While the company’s existing AD35L has travel of 350 x 250 x 270 mm in the X, Y and Z axis respectively, as well as a 600 x 400 mm table, the new AD55L takes the travel range to 600 x 400 x 400 mm, while the (ceramic) table measures 750 x 550 mm.

“The bigger bed allows us to take advantage of two-vice set-ups, while the machine also has more tool-changing capabilities, so we have more options for the set-up of tools or electrodes,” says Mr Crossen. “We bought the AD35L at the end of 2020 to meet demand for medical mould/press tools, which continues to this day. Word has got out regarding this machine and we are now quoting for more medical projects. However, it was a contract for the renewable energy sector that prompted our investment in the AD55L.”

This work involved the manufacture of a mould tool for a manifold inlet that is part of solar thermal panels made from a proprietary polymer material which represents a real advance for the renewable energy sector. Suitable for all types of property – residential, commercial and industrial – the panels claim to lower cost, enhance durability and reduce carbon footprint more than other products on the market. As well as using the Sodick AD55L to make the mould tool set for the manifold inlet, Crossen Engineering also manufactures the parts on site using its repertoire of injection moulding machines, which extend from 30T to 800T in capacity (for parts from 1g to 4.5kg in weight).

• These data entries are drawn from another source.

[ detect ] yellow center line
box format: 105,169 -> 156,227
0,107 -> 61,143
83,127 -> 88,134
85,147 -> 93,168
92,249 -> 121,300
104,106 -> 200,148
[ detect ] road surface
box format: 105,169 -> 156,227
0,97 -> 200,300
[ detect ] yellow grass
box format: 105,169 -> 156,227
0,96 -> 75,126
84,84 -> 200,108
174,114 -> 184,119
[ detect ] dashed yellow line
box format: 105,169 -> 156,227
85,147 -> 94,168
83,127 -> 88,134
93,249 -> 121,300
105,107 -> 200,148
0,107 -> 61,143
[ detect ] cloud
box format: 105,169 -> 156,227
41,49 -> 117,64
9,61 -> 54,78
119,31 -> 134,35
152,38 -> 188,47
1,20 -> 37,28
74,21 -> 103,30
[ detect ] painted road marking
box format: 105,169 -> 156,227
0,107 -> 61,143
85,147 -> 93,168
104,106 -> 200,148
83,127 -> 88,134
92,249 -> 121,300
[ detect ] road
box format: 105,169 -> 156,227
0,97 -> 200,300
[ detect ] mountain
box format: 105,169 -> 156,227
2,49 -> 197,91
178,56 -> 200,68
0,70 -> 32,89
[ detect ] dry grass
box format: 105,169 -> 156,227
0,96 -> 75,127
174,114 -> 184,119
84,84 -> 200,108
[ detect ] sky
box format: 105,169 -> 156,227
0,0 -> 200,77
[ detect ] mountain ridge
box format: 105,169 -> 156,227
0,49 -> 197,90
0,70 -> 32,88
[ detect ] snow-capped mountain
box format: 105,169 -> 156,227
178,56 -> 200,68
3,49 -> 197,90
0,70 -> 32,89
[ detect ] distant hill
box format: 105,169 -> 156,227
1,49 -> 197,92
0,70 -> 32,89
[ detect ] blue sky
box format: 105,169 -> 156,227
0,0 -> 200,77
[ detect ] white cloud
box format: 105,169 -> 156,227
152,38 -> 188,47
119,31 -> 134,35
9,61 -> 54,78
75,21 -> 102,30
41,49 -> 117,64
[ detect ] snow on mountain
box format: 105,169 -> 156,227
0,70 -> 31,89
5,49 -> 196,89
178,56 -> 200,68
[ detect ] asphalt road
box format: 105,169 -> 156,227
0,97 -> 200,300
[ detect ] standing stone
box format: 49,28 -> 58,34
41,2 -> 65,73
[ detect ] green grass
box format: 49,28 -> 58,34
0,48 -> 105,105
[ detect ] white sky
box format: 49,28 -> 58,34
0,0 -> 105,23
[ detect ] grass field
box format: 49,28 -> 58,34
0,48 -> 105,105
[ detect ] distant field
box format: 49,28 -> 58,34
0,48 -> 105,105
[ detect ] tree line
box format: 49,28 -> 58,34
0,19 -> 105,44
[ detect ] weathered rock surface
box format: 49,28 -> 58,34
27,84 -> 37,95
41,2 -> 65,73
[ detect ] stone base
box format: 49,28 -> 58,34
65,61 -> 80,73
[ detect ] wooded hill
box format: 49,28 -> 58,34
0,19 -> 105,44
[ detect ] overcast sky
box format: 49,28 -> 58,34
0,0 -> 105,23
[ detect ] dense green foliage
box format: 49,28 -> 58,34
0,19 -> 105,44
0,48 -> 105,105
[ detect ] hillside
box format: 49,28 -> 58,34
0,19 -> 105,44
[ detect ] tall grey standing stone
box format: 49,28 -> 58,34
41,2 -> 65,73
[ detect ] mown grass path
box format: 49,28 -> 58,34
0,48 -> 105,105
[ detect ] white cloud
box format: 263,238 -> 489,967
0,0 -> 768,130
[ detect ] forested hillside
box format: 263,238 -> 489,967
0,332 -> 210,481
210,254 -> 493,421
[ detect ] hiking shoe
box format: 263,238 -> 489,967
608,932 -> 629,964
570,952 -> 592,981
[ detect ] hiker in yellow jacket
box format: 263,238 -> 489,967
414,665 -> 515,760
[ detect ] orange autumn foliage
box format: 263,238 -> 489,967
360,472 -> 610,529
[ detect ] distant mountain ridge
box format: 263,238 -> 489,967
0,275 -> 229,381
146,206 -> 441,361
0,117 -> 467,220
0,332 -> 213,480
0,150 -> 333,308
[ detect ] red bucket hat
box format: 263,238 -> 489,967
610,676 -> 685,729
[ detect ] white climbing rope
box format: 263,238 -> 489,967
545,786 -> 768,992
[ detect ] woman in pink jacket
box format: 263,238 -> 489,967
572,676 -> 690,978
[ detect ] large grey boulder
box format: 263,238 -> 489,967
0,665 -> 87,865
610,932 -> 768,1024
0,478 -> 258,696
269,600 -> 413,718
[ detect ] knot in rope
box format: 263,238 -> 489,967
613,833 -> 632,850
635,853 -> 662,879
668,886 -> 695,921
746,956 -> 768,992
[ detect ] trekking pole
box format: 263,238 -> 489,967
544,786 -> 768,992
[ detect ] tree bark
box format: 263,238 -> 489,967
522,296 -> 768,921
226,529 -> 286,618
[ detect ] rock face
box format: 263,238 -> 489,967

“There were specific elements of the manifold inlet mould that needed the larger table, which is why we selected that particular Sodick model in the first place,” says Mr Crossen. “Moving forward we anticipate to continue producing the manifold inlet mouldings, and to get involved with further projects for this client that will undoubtedly require our new AD55L.”

He adds that the company did not even consider going anywhere else than Sodi-Tech EDM for its new machine.

“It was always going to be another Sodick, because of all the benefits that these machines bring,” he states. “We also have a Sodick wire EDM on site, so familiarity with the brand is advantageous across our tool-room staff. They can hop between the two die-sink machines, and the wire EDM, with no problem. Furthermore, from a support perspective, Sodi-Tech EDM has been great with us from the outset. The AD55L arrived at the end of March 2022 and we were up and running the same week.”

Although Crossen Engineering uses its Sodick machines predominantly for mould tools, the company also leverages the advanced technology to produce press tools for its range of presses, which offer capacity up to 800T. This activity is growing for sectors such as material handling and construction which, in turn, is driving up turnover. However, the business climate remains challenging.

“With prices rising fast for electricity and raw materials, our investment in modern, energy-efficient machine tools is critical to offsetting some of these costs,” says Mr Crossen. “The new Sodick machines are phenomenal in terms of speed, multi tool-changer set-ups, accuracy and energy efficiency. We are dead set on investing in machines like this across our business, from tooling manufacture to production.”

The company has a robust flow of work lined up for the months ahead, where ongoing diversification into new sectors will continue as a core business strategy. Renewable energy is latest success story to emerge from this approach, not just regarding the solar thermal panel project, but in the electric vehicle market, where Crossen Engineering is currently exploring the opportunities for pressings.